When working with a buyer as that buyer’s agent:
  • Discuss with the buyer their motivation for purchasing. Remember, this is confidential information.
  • Discuss current market conditions, e.g., season, types of financing, average length of time for properties on the market.
  • Review Guiding Principles.
  • Explain that competing offers may be made — realize that in a competing offer situation only one offer will result in a sale and one or more buyers may be disappointed.
  • Explain that the seller is not obligated to acknowledge, counter or reject an offer and may inform other buyers of the existence and/or terms of an offer to obtain better terms or price; or may not accept any offer.
  • Confirm that the buyer — not the licensee, will make decisions about how and when offers will be negotiated and presented or withdrawn.

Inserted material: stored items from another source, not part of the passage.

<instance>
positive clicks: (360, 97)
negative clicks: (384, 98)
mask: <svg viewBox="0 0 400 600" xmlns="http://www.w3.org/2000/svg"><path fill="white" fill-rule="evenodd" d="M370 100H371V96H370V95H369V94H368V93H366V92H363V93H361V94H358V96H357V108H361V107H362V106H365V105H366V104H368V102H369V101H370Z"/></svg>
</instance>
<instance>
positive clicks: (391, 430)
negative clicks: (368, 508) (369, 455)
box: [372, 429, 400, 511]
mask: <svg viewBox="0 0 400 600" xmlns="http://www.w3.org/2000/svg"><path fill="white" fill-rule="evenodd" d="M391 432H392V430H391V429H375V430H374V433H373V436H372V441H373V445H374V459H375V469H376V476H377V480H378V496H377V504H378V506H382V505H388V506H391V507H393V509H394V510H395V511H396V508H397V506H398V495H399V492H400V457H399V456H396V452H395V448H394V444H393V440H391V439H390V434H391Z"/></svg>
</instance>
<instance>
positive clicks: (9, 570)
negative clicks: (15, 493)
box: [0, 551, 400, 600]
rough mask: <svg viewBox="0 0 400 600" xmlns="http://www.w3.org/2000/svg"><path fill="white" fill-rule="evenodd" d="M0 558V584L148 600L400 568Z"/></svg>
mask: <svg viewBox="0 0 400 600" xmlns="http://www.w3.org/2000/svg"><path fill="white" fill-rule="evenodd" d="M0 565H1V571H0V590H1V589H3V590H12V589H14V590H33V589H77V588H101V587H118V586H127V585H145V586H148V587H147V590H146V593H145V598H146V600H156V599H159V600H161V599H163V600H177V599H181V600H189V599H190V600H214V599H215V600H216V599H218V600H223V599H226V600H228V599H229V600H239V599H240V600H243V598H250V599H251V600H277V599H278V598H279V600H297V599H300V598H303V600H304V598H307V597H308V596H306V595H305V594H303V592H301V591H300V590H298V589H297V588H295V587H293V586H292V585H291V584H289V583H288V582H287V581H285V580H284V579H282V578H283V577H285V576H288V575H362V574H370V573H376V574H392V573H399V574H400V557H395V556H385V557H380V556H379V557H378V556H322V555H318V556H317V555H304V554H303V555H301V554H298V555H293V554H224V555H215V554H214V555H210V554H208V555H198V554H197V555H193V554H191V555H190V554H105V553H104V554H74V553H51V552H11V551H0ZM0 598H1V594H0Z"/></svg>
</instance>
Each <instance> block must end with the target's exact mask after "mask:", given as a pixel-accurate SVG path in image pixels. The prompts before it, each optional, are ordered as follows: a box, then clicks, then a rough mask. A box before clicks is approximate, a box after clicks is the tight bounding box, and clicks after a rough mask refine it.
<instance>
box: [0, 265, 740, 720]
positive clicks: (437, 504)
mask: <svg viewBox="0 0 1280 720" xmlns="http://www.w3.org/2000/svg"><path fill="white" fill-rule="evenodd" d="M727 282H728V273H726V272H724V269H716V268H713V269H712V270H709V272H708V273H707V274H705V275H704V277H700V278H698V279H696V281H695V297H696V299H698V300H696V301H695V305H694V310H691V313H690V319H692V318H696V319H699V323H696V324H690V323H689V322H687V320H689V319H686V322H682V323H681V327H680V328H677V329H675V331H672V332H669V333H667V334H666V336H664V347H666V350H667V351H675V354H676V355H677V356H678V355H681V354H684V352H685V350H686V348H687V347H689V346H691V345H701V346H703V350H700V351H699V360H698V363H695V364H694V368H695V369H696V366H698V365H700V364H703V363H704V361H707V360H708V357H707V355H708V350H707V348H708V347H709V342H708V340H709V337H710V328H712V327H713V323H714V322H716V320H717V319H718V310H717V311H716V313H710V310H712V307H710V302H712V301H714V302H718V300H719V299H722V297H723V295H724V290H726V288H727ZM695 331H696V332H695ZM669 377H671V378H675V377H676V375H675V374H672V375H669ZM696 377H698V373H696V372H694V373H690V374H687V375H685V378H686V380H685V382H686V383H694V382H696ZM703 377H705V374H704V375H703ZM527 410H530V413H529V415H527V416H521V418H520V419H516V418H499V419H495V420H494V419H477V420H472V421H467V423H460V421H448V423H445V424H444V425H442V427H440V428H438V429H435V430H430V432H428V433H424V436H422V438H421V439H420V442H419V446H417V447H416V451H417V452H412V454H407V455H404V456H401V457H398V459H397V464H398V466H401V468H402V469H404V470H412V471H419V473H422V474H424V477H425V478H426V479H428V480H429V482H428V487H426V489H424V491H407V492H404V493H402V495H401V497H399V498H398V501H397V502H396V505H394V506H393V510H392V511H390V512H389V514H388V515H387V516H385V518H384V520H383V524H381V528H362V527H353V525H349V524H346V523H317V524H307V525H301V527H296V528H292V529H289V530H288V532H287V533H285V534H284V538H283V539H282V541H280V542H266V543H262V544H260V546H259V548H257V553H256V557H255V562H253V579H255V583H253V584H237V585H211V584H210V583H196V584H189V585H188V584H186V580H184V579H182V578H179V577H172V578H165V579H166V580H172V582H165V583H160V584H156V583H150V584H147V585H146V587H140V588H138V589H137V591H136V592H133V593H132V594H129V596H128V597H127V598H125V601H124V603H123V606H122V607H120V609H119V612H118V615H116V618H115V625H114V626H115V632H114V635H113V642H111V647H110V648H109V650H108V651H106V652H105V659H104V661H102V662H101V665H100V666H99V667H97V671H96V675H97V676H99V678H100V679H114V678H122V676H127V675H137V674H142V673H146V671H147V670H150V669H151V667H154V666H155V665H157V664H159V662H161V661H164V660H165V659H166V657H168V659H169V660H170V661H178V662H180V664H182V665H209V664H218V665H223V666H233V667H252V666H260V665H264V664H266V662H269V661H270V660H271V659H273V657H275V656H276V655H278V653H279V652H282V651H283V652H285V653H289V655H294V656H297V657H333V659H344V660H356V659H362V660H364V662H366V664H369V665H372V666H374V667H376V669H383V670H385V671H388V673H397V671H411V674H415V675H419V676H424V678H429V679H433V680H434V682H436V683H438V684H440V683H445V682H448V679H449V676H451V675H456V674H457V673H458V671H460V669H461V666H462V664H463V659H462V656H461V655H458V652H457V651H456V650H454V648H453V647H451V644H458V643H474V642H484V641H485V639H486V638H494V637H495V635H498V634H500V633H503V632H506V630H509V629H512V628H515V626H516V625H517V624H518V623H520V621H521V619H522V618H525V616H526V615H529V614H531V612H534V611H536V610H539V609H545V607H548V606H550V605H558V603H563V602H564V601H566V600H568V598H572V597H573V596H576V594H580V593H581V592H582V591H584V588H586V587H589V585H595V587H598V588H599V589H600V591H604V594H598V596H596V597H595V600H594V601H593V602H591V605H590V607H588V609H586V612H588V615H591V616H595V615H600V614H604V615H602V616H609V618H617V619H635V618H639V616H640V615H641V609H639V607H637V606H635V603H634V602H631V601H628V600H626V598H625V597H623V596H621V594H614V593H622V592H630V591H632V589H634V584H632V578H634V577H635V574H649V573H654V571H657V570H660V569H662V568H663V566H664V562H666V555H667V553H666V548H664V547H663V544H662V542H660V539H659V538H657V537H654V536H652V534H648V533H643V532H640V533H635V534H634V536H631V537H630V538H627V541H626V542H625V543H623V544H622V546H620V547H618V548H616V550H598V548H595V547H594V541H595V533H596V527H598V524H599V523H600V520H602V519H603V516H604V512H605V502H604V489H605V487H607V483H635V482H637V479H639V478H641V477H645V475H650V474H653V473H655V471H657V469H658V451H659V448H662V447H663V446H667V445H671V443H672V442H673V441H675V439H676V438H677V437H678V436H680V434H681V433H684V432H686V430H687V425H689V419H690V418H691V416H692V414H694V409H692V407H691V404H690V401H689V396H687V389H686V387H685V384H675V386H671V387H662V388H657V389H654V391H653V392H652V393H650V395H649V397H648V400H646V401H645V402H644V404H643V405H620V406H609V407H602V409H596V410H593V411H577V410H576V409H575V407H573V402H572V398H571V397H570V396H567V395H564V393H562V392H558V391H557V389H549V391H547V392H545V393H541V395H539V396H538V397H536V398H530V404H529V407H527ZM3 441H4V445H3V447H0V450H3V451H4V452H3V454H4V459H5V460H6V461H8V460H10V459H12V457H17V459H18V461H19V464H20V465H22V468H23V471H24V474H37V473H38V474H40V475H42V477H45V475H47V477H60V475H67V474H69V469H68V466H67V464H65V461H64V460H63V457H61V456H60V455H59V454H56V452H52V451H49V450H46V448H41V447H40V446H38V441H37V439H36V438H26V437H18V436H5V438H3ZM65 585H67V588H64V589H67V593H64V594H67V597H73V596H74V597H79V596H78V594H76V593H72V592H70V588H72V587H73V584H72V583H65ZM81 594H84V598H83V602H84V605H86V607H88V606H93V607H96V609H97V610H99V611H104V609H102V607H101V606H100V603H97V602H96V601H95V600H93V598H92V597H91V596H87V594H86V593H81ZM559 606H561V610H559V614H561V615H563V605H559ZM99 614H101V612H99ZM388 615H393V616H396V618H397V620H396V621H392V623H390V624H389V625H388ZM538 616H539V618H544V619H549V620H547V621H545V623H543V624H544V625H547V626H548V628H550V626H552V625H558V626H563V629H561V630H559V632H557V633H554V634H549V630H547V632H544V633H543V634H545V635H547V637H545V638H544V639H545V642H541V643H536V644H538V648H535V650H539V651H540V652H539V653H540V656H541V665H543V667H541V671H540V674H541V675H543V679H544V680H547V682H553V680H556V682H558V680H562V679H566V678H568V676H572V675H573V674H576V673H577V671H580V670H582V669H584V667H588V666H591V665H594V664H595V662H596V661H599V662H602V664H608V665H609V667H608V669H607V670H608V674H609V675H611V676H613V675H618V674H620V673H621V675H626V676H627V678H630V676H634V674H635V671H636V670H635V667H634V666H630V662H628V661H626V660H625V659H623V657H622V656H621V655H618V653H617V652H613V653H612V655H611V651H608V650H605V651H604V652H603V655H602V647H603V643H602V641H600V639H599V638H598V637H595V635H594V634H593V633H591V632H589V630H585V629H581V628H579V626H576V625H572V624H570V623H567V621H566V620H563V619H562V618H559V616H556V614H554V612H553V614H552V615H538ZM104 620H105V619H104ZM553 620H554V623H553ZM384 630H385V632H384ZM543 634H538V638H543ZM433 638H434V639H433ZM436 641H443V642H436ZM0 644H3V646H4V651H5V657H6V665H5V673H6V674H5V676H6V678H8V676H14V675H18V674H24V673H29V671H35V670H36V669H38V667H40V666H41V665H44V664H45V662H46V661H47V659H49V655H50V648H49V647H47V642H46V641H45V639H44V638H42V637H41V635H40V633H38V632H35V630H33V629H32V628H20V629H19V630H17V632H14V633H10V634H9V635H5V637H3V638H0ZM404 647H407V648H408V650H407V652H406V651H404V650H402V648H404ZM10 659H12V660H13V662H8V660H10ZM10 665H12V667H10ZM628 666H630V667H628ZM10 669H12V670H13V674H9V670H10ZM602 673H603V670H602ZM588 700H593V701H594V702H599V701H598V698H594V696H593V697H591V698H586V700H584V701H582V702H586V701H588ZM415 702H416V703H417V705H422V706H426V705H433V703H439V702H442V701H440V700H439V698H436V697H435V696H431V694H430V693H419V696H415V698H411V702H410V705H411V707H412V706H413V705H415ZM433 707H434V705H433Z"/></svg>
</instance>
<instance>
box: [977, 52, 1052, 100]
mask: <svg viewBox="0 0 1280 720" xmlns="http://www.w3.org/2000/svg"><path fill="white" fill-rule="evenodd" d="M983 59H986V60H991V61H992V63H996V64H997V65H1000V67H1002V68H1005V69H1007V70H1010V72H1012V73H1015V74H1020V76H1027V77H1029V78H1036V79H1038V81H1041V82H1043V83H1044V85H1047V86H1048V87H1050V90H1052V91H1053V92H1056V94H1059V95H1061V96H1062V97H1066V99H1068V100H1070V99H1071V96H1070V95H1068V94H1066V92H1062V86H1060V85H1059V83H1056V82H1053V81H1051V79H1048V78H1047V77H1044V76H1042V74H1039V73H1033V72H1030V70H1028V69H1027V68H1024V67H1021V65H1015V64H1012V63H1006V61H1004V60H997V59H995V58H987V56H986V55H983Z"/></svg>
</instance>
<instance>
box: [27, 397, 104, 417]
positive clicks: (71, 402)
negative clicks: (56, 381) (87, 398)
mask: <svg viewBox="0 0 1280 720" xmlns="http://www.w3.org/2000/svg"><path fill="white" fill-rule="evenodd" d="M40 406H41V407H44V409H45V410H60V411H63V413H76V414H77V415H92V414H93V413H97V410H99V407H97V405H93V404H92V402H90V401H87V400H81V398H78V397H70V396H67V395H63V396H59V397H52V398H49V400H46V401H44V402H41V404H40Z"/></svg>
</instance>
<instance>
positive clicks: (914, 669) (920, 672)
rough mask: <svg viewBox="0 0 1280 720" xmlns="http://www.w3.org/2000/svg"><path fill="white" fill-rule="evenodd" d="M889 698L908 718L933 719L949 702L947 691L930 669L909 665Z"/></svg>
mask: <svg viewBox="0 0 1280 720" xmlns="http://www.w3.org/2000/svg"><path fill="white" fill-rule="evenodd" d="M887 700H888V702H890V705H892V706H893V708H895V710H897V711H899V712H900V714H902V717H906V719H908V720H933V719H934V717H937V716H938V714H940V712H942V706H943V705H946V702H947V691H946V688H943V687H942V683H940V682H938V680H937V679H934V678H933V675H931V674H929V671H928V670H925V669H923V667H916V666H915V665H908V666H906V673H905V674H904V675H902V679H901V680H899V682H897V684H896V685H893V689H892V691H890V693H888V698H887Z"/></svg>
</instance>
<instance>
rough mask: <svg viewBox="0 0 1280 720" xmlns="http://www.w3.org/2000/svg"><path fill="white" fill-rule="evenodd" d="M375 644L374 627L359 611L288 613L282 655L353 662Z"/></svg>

When the offer is made — discuss with the buyer the possibility of competing offers:
  • Initial offer may be the only opportunity to buy.
  • Sellers may choose not to inform buyers of the existence of other offers.
  • Seller has the right to choose to negotiate with only one buyer at a time and not reveal this to other buyers and this negotiation may continue until seller accepts an offer.
  • The terms of buyer’s offer may not be treated confidentially by the seller, or the seller’s licensee acting upon the instructions of the seller, and the price and terms contained in the offer may be communicated to other buyers to obtain better terms or price.
  • If the buyer wishes the terms and conditions of his or her offer to remain confidential, the buyer can require the seller, prior to the presentation of the offer, to sign a confidentiality agreement. If the seller refuses to sign such an agreement, the buyer can decide whether the offer is to be presented regardless.
  • Seller may accept an offer on terms other than the price.
  • All buyers may be notified to present their highest and best offer — buyer may choose to:
    • make better offer
    • leave original offer
    • revoke offer in writing if period for acceptance is current.